AWS for Games Blog
Stateful or Stateless? Choose the right approach for each of your game services
Your game service has many different jobs—from leaderboards, authentication, and game logic servers to matchmaking and more—and you need to choose the right technology for each one. Some services need a persistent connect, but many can use REST APIs. These two approaches are called stateful and stateless, which is often referred to as RESTful. With RESTful services, the player’s mobile device, tablet, PC, or console makes requests to your servers for data such as login, sessions, friends, leaderboards, and trophies. It doesn’t maintain long-lived connections to the server, so these services can be on-demand instead of persistent demand. However, for multiplayer features, it’s important to keep that connection to the server through a stateful approach.

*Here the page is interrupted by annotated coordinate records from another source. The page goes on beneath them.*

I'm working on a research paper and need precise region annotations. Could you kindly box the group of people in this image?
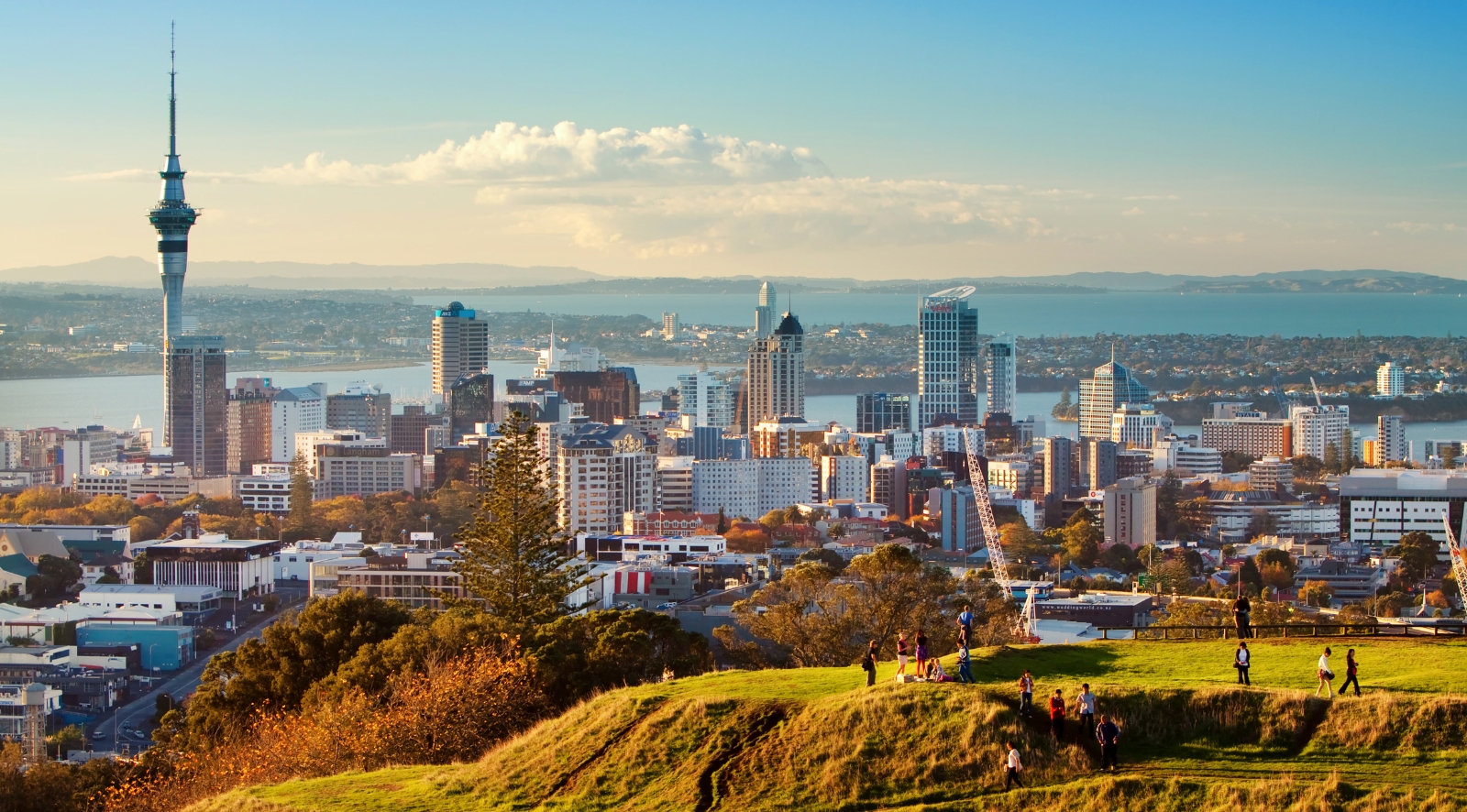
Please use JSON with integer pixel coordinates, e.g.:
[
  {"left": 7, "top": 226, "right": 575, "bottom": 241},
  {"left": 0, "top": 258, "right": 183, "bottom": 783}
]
[
  {"left": 1232, "top": 641, "right": 1360, "bottom": 699},
  {"left": 861, "top": 606, "right": 974, "bottom": 687}
]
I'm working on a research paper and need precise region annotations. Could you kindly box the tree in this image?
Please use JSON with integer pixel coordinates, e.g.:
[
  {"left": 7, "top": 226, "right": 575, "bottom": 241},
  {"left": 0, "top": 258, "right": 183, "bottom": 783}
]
[
  {"left": 453, "top": 411, "right": 585, "bottom": 634},
  {"left": 1389, "top": 531, "right": 1442, "bottom": 585},
  {"left": 1298, "top": 580, "right": 1335, "bottom": 609},
  {"left": 286, "top": 450, "right": 315, "bottom": 540}
]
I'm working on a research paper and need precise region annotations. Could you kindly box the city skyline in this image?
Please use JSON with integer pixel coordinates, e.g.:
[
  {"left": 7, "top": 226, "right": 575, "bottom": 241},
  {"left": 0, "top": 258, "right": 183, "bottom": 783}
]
[{"left": 0, "top": 5, "right": 1467, "bottom": 279}]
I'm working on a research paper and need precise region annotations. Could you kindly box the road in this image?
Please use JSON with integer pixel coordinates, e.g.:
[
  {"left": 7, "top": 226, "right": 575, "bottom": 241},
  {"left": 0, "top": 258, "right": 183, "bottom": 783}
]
[{"left": 86, "top": 606, "right": 294, "bottom": 752}]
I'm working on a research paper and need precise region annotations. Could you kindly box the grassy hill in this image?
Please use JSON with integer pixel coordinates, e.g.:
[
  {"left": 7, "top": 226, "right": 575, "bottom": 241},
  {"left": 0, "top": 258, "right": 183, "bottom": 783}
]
[{"left": 193, "top": 641, "right": 1467, "bottom": 812}]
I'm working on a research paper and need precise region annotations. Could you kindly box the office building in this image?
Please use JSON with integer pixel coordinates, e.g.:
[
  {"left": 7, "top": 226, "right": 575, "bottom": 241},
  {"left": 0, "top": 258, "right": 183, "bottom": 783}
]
[
  {"left": 1289, "top": 404, "right": 1352, "bottom": 459},
  {"left": 431, "top": 302, "right": 489, "bottom": 394},
  {"left": 1074, "top": 437, "right": 1120, "bottom": 492},
  {"left": 917, "top": 286, "right": 981, "bottom": 430},
  {"left": 1340, "top": 467, "right": 1467, "bottom": 551},
  {"left": 1372, "top": 415, "right": 1411, "bottom": 466},
  {"left": 855, "top": 391, "right": 912, "bottom": 433},
  {"left": 754, "top": 281, "right": 778, "bottom": 338},
  {"left": 744, "top": 313, "right": 805, "bottom": 425},
  {"left": 325, "top": 382, "right": 392, "bottom": 445},
  {"left": 1376, "top": 360, "right": 1406, "bottom": 397},
  {"left": 313, "top": 438, "right": 423, "bottom": 499},
  {"left": 820, "top": 455, "right": 871, "bottom": 503},
  {"left": 270, "top": 382, "right": 325, "bottom": 462},
  {"left": 1201, "top": 404, "right": 1294, "bottom": 459},
  {"left": 1249, "top": 457, "right": 1294, "bottom": 494},
  {"left": 149, "top": 533, "right": 281, "bottom": 599},
  {"left": 1080, "top": 357, "right": 1152, "bottom": 439},
  {"left": 987, "top": 333, "right": 1018, "bottom": 416},
  {"left": 692, "top": 457, "right": 816, "bottom": 519},
  {"left": 446, "top": 372, "right": 494, "bottom": 445},
  {"left": 1110, "top": 403, "right": 1172, "bottom": 448},
  {"left": 556, "top": 423, "right": 657, "bottom": 533},
  {"left": 225, "top": 379, "right": 279, "bottom": 474},
  {"left": 1103, "top": 477, "right": 1156, "bottom": 547},
  {"left": 389, "top": 403, "right": 447, "bottom": 455},
  {"left": 678, "top": 372, "right": 734, "bottom": 428},
  {"left": 550, "top": 367, "right": 641, "bottom": 425}
]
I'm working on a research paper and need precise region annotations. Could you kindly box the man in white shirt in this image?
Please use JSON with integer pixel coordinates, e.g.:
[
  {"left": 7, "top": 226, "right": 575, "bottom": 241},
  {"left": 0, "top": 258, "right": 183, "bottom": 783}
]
[{"left": 1003, "top": 741, "right": 1024, "bottom": 792}]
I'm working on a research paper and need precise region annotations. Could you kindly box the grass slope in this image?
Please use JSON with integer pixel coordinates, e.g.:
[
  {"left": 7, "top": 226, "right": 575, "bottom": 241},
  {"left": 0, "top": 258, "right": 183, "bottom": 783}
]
[{"left": 193, "top": 641, "right": 1467, "bottom": 812}]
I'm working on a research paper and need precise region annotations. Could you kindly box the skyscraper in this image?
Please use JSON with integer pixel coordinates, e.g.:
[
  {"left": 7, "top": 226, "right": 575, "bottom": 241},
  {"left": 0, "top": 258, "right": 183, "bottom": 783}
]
[
  {"left": 744, "top": 313, "right": 805, "bottom": 428},
  {"left": 987, "top": 333, "right": 1018, "bottom": 416},
  {"left": 433, "top": 302, "right": 489, "bottom": 394},
  {"left": 149, "top": 36, "right": 229, "bottom": 477},
  {"left": 917, "top": 284, "right": 980, "bottom": 430},
  {"left": 1080, "top": 350, "right": 1152, "bottom": 440},
  {"left": 754, "top": 281, "right": 775, "bottom": 338}
]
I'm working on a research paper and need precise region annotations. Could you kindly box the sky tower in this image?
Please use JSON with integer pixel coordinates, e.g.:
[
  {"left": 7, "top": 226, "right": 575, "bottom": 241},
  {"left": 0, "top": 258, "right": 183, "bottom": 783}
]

Figure 1: A production-ready game backend on AWS
For example, imagine an open world or MMO game. Some of the functionality, such as running around the world and interacting with other players, requires long-running game server processes. The rest of the API operations, however—such as listing friends, altering inventory, updating stats, and finding games to play—can easily be mapped to a REST web API. Ensuring as much of your game as possible uses RESTful services makes it easier to scale horizontally by adding more server instances.
We’ve created this guide to provide direction on what aspects of your game’s architecture can use REST APIs and which need a persistent connection. This can help you scale your game servers more effectively to meet player demands as successfully as studios like Gearbox Software and Behaviour Interactive.